Стоявшие за кладбищем подводы уже двинулись по каменистой дороге к селу. С поля, подернутого мглистой дымкой, все еще доносится неумолчное гудение трактора. Заработали моторы автомашин; набрав скорость, машины устремляются вперед. Оставшиеся еще у могилы люди не спеша расходятся, покидают кладбище.

— Вы, надеюсь, заночуете? — спрашивает Шандор, подходя к нам.

— Нет. Сегодня же нам надо вернуться.

— Непременно сегодня?

— Да. У меня съемки.

Мы тоже молча двинулись. Впереди понуро бредет тетушка Балла. С одной стороны ее поддерживает Марта, с другой — жена Шандора. Они даже не поддерживают, а как бы бережно несут на руках худенькую старушку, словно играют в игру «аисты несут своего птенца». Дядюшка Балла, сгорбившись, шагает следом за нами, теперь у него уже не такая выправка, какая была, когда он стоял у могилы сына. Смерть сына тяжким бременем легла на плечи старика, пригнула его к земле.

— Кто затеял, — спрашиваю я у Шандора, — пение псалма?

— Не знаю. Насчет псалма никто не уговаривался. Мы выполнили волю Гезы. Даже священника не пригласили…

— Знаю. Но как же все-таки получилось?

Шандор пожимает плечами. Затуманенным взглядом смотрит на родителей.

— Больше всего жаль стариков… Мать убита горем, — говорит он. И немного погодя добавляет: — У могилы не принято ругаться. Вот мы и запели…

— Не все пели.

Ко мне подходит Габор Йенеи.

— Вы долго пробудете здесь?

— Сейчас уезжаем в Пешт.

— А мне так хотелось потолковать с тобой.

— Приходи к Шандору.

Он что-то невнятно бормочет, но потом уже громко добавляет:

— Тогда придется в другой раз. Когда еще-то приедешь? — И, не дожидаясь ответа, присоединяется к толпе идущих мимо людей.

— Вы что, не ладите с ним? — спрашиваю я у Шандора.

— Небось он тоже не пел, ведь правда?! — восклицает Шандор с горькой, почти едкой иронией в голосе.
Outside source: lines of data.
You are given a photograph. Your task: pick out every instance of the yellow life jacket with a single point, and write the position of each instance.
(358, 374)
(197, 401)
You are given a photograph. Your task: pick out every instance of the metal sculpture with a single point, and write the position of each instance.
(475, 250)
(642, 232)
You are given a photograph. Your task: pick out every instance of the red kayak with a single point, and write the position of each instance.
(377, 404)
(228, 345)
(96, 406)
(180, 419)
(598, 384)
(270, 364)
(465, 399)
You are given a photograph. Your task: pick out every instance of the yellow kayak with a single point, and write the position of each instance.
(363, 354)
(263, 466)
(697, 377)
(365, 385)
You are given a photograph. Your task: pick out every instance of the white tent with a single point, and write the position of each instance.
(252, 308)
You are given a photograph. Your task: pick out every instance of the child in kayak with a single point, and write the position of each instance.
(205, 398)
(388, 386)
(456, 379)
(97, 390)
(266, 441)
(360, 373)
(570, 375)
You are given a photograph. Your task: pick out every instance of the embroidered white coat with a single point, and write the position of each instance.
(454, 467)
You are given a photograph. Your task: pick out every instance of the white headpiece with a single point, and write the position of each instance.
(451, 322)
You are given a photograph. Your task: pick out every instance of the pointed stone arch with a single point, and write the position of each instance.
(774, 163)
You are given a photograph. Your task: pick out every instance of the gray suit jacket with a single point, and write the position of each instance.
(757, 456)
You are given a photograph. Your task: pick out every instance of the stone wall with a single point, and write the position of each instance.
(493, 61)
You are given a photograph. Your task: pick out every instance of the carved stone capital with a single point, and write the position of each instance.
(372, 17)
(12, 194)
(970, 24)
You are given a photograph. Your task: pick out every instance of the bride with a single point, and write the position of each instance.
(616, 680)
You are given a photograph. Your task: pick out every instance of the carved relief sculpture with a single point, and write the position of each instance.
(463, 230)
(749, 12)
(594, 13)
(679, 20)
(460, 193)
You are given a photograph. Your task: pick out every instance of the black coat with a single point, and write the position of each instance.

Вот уже и село. Мы идем по главной улице. Главной ее здесь считают потому, что она замощена щебнем и проходит через все село. На ней расположены сельсовет, почта и церковь. Как быстро растет подросток, неизвестно когда успевший стать долговязым, так вытянулась и эта улица. Сколько здесь новых домов! В сторону гор вырос целый квартал. За минувшие пятнадцать лет я часто наведывался сюда: не проходило года, чтобы я хоть раз не погостил здесь денек-другой, а иногда приезжал и чаще. И не мог не обратить внимания на строящиеся дома. Наверняка видел их. Почему же сейчас они вдруг встали передо мной огромным массивом, как нечто доселе невиданное, и так преобразили в моих глазах облик всего села? Возможно, такое впечатление складывается в связи с тем, что ты навсегда прощаешься со всем этим и сознаешь: теперь ты уже здесь чужой!